In the past, Pope Francis has carefully tried to avoid the divisive topic of sexual abuse in the Catholic Church, and victims have noticed.
"That should have been priority No. 1," said Bassam Haddad, a sexual abuse victim from North Andover, Massachusetts. "Not going around doing what he's doing like a rock star."
At the start of the pope's trip to the U.S., he did address the sexual abuse scandal head-on - but in that speech, he praised American bishops for being courageous in their handling of the scandal, with no mention of victims.
"For him to turn around and praise the bishops for their courageous actions really put people into a tailspin," said Eileen Doherty of BishopAccountability.org. "It was revictimizing people."

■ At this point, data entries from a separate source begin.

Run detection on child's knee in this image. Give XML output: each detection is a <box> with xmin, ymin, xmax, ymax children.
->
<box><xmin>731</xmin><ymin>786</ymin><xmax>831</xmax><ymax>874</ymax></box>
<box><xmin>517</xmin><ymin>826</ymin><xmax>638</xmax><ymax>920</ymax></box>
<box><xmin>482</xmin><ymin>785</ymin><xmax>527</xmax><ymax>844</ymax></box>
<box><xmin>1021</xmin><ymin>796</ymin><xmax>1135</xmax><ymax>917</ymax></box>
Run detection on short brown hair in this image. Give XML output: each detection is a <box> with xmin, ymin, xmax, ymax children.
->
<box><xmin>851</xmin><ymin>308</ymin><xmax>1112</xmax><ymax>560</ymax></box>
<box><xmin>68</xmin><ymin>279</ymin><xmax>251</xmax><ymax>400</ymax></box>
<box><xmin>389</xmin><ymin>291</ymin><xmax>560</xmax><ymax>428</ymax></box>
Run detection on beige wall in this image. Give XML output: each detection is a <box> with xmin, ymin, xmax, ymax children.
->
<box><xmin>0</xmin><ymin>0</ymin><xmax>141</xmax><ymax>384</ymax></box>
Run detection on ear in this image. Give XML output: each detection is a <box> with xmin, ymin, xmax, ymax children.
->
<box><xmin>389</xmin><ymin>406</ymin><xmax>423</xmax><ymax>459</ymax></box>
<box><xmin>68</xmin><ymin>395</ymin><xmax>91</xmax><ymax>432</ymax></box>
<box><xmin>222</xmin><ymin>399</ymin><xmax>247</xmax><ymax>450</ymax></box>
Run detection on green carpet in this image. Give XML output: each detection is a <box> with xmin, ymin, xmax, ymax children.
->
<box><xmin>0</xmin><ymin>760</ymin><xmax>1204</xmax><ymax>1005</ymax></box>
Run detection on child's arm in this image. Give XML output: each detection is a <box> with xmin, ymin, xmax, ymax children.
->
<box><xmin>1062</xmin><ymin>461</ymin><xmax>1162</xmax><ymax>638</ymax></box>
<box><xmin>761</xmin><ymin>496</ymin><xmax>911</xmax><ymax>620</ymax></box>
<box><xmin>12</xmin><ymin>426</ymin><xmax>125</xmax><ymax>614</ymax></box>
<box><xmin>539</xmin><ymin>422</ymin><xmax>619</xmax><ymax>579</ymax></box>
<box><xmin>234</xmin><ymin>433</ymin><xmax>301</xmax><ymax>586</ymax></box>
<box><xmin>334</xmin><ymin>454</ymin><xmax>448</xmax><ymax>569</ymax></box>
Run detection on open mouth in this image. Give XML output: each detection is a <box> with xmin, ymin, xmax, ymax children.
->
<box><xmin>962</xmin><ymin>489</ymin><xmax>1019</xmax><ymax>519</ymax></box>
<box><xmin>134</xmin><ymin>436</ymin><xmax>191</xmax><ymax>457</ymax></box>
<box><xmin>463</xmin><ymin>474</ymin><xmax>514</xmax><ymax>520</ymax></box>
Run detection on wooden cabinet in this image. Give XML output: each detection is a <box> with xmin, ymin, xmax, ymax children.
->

But after meeting with clergy sexual assault victims, he spoke off script in a different, apologetic tone.
"For the sexual abuse of children, these cannot be maintained in secret," the pope said, according to a translation.
Pope France vowed to end the secrecy exposed when when the scandal erupted in the Boston area in the early 2000s.
"For him to come out now and act like it's the first time he's heard of it and decide to address it - while it's a positive, it's still insulting that it takes this long to hear any positive direction," said Alexa MacPherson, who said she was abused for years by her priest.
MacPherson received a settlement from the church, but the priest was never criminally prosecuted.
"If he really wanted to drop the gavel, he could have got rid of any priest that did this stuff," said Haddad, who said he was abused for years by his priest, as well.
The church denied Haddad's claim and the priest was relocated to Lebanon.
"He's not going to do anything - nothing. He's going to say it, he's going to tell everybody, 'I will, I will, I will.' Until I see it happen," Haddad says, he will not believe it.